The hypothesis was leaked by a source from The Times in the German government, led by Chancellor Olaf Scholz.
According to the report, Germany was dissatisfied with the direction of the Future Combat Air System (FCAS) program, which was halted after a dispute between Airbus and Dassautl over leadership of the project.
Since the end of last year, however, the partners reached an agreement in which the advanced fighter program began to be divided into equal parts, with the companies Dassault (France), Airbus (Germany) and Indra (Spain) leading the development of the system, which includes a drone and a data cloud network.
But, despite the alignment, Scholz would be unhappy with France’s predominance in the project despite the changes. Furthermore, Germany would have doubts about the competitiveness of the fighter compared to the NGAD program, developed by the United States.

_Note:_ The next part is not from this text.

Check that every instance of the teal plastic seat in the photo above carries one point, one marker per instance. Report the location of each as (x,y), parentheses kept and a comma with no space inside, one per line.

The GCAP (Global Combat Air Programme) program has evolved and should have an agreement officially signed by December. The scheme should be similar, with the United Kingdom (BAE System), Italy (Leonardo) and Japan (Mitsubishi) as equal partners.
Both GCAP and FCAS pursue the same goal, delivering a fighter capable of maintaining their air forces with cutting-edge technology as they see external threats grow.
Germany and the United Kingdom, as well as Italy and Spain, have been partners in the Eurofighter Typhon since the 1980s, which would make joining Airbus (a company led by French and Germans) easier.
Olaf Sholz would also be considering lifting the ban on the sale of 48 Typhoon fighters to Saudi Arabia, something that is likely to displease France, as Dassault intends to sell the same number of Rafale aircraft to the Middle Eastern country.
A German government spokesperson, however, stated that “Germany will not withdraw from the FCAS program.”
European stealth fighter
The project for a unique European fighter has been sought after for many decades, but has always come up against prolonged discussions about protagonism. 40 years ago, Dassault decided to abandon negotiations with manufacturers from other countries to launch the Rafale, a rival to the Typhoon.
A joint program bringing together the six countries (and perhaps others like Sweden) has the potential to reduce costs and accelerate development, however, reaching an agreement seems impossible at the moment.
The two new 6th generation fighters are expected to replace supersonic jets such as the Dassault Rafale, the Eurofighter Typhoon, F-2 and F-15 from the mid-2030s.